À côté de ces avantages, il y a pourtant quelques inconvéniens qu’il ne faut pas oublier de mentionner. Ils sont assez exactement indiqués dans les réflexions qui suivent : « Dans la pratique de ce commerce nous avons eu occasion de remarquer que les fils d’Angleterre, si ronds, si unis, si séduisans pour le coup d’œil, manquent de consistance pour la couture, se rétrécissent à la lessive, en un mot qu’ils sont inférieurs pour l’usage à ceux qui ne sont point filés à la mécanique. Quelles sont les causes de cette apparence de supériorité, qui n’est qu’une infériorité réelle ? Il faudrait connaître les secrets de la fabrication anglaise pour les pénétrer. Nous pensons, nous, sans vouloir donner à notre opinion une importance qu’elle ne mérite point, que ce qui donne la solidité au fil est précisément ce qui empêche qu’il soit parfaitement uni ; nous voulons dire la conservation de la longueur des filamens de la matière manipulée. Or, si l’on en croit des bruits encore vagues, mais pourtant appuyés sur quelque fondement, les Anglais détruisent, pour obtenir les qualités reconnues dans leur marchandise, ce que nous avons cru le principe de la solidité. En comparant des fils de laine avec des fils de chanvre ou de lin, on pourrait facilement se convaincre que notre opinion est beaucoup plus fondée qu’elle ne semble l’être au premier aperçu[2]. » Ces reproches, ainsi que les conjectures qui les suivent, conjectures qui témoignent de la sagacité de leur auteur, sont justes, sauf quelques rectifications.
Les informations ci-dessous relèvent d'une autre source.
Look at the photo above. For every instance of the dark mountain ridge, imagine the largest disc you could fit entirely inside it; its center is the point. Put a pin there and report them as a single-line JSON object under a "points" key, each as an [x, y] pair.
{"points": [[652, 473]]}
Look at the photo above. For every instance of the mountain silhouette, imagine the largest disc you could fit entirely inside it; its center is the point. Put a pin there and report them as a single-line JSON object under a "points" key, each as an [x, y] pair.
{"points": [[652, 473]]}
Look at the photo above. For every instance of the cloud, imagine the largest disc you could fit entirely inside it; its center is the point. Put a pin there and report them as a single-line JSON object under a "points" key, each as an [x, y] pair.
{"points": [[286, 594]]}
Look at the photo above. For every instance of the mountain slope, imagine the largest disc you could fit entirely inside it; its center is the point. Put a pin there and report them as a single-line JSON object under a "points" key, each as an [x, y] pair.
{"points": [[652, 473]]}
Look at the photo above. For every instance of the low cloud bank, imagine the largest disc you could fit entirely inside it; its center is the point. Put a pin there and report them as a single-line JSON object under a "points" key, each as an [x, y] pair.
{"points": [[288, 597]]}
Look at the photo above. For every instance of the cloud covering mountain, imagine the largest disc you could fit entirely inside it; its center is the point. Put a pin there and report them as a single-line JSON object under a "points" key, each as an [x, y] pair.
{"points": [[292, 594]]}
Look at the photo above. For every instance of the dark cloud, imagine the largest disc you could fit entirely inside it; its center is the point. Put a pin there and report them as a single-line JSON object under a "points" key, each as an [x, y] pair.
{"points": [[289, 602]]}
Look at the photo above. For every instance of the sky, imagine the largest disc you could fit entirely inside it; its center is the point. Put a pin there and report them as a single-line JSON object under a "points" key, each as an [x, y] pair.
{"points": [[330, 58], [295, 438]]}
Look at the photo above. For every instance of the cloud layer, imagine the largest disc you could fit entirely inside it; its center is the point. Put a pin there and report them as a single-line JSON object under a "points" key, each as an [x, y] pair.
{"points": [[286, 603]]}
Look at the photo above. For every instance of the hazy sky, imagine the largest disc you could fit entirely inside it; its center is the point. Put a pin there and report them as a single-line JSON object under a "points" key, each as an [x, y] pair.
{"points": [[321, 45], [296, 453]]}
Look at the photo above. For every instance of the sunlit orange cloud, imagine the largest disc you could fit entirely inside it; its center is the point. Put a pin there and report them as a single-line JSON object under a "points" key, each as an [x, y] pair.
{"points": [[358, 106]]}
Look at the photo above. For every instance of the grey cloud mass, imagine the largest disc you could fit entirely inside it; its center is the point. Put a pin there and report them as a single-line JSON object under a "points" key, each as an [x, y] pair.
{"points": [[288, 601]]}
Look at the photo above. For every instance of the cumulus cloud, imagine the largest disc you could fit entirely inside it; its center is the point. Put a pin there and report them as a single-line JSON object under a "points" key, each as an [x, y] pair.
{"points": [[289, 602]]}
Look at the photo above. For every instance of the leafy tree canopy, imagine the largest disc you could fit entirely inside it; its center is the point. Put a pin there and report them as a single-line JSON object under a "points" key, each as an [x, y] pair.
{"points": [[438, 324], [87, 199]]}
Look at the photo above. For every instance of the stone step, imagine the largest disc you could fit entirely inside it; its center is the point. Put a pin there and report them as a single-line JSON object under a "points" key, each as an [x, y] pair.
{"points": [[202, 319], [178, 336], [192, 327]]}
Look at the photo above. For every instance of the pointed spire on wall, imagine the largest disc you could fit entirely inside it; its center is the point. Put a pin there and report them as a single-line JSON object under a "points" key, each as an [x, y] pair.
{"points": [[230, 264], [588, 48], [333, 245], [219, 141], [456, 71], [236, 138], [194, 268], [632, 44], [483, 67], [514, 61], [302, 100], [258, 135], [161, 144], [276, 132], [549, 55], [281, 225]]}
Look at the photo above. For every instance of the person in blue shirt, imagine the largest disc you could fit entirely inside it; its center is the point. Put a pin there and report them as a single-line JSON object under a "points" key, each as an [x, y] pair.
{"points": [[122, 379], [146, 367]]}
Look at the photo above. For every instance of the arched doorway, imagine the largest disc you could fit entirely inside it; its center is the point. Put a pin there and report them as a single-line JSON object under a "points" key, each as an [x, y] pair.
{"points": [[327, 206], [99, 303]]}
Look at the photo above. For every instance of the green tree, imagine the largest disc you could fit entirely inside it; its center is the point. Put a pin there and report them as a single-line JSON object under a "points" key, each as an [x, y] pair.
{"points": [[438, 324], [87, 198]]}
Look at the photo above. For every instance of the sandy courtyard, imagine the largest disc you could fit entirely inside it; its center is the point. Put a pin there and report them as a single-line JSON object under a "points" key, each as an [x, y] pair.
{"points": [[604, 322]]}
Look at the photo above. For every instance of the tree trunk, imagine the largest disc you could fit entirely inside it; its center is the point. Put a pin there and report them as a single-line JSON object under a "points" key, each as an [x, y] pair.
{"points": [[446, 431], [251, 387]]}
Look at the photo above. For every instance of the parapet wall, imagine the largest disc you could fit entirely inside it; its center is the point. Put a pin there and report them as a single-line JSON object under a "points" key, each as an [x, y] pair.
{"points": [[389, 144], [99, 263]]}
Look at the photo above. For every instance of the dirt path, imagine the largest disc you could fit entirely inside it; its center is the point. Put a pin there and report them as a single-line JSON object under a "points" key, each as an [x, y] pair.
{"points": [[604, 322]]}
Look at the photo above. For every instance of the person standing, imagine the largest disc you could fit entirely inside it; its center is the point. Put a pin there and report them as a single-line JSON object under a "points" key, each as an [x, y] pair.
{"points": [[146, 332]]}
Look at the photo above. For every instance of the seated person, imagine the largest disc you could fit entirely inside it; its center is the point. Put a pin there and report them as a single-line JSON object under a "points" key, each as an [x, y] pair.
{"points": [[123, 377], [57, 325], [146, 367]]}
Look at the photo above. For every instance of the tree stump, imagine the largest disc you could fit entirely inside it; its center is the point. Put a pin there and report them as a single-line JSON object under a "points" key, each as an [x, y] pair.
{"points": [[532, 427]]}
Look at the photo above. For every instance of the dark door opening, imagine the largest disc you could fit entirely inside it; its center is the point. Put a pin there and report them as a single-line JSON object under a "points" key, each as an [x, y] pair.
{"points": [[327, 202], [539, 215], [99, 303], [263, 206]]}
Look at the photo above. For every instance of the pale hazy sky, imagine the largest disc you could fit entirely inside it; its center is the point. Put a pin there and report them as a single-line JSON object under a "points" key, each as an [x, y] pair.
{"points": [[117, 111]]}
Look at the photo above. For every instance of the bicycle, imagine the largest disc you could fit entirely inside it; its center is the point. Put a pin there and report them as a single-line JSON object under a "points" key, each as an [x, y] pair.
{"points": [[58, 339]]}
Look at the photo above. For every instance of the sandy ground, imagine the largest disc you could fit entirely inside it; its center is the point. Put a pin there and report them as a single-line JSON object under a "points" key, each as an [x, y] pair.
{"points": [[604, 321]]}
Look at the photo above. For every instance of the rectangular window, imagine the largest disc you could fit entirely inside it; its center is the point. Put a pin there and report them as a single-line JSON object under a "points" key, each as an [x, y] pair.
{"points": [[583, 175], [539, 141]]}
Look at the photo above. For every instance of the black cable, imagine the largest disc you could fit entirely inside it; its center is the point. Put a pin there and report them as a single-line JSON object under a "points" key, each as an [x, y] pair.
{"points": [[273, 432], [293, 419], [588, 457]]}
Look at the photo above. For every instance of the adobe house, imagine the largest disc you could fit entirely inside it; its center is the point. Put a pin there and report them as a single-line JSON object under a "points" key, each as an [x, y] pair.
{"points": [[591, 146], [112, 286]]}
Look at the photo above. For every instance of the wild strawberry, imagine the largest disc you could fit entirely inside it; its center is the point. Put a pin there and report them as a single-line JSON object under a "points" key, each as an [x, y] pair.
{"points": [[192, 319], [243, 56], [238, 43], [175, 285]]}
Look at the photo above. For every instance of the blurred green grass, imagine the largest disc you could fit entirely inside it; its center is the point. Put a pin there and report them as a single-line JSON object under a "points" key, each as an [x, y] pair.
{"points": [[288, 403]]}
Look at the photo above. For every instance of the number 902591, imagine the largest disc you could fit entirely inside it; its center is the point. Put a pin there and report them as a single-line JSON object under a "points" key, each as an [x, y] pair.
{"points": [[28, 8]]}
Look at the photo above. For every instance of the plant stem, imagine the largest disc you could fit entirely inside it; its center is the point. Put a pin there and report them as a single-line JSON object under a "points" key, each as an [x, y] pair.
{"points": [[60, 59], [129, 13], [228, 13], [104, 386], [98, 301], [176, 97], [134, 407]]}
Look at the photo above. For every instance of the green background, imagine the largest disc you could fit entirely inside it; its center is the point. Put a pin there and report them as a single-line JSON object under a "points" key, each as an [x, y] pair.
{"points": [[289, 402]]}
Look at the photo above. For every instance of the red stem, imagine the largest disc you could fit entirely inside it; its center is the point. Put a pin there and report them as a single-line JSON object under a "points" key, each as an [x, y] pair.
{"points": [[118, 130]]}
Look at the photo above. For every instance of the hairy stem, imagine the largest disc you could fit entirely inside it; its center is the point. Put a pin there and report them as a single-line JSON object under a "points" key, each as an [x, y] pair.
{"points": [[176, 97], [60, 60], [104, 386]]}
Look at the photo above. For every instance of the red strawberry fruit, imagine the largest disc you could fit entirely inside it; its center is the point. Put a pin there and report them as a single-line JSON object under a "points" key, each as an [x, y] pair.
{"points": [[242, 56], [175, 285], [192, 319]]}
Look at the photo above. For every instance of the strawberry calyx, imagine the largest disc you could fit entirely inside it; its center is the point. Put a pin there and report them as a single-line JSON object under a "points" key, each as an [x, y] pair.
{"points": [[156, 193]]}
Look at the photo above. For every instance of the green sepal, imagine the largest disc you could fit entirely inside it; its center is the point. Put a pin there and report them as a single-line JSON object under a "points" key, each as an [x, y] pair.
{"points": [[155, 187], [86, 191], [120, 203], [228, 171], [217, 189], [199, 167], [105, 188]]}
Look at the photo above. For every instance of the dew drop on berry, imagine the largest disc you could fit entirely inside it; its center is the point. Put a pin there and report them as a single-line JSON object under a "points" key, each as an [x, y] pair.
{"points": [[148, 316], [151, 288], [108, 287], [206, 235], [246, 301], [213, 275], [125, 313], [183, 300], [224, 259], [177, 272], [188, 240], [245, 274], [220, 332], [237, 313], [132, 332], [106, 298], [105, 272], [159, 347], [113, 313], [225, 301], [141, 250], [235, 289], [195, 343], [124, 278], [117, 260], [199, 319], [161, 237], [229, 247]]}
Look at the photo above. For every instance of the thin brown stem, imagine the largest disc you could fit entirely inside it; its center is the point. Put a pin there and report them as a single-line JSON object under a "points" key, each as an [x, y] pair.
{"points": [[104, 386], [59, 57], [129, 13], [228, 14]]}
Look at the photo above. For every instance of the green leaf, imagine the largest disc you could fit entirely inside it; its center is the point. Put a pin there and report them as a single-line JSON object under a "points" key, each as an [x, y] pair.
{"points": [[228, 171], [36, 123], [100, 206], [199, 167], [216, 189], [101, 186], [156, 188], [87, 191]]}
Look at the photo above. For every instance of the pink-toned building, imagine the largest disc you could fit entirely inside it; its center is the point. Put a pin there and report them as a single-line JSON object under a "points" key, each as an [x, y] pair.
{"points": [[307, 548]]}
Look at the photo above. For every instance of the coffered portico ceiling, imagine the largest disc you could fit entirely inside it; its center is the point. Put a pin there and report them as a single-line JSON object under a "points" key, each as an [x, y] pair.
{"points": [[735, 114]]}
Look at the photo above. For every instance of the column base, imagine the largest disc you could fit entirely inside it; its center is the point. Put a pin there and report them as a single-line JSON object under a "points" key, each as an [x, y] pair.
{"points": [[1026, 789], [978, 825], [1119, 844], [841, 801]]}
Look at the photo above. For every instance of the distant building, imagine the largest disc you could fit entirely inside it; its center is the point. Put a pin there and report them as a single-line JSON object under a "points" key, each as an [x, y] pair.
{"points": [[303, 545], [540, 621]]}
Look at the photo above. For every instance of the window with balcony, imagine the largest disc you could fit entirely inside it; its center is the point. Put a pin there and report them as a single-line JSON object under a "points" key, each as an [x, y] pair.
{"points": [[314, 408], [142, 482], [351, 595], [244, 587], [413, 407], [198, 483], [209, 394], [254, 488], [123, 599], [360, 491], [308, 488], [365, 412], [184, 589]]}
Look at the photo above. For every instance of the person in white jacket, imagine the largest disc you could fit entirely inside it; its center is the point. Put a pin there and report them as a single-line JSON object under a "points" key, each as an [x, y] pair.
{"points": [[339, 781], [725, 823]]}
On a vu en quoi consiste ce brisement du lin que les machines opèrent. Mais ce n’est guère que dans les numéros élevés, pour lesquels on emploie l’eau chaude, qu’il produit des effets sensibles. Ces trois modes, à sec, à l’eau froide et à l’eau chaude, modes auxquels chaque fabricant accorde plus ou moins, selon ses idées propres, sont pourtant assez généralement employés de la manière suivante : pour les gros fils, jusqu’au no 6, on file à sec ; du no 6 au no 35, on emploie l’eau froide ; plus haut, l’eau chaude est nécessaire. C’est dans ce dernier cas seulement qu’on brise les filamens.

  1. Enquête. Séance du 5 juin 1838.
  2. Dictionnaire du Commerce et des Marchandises, article Lin, par M. J. Mignot.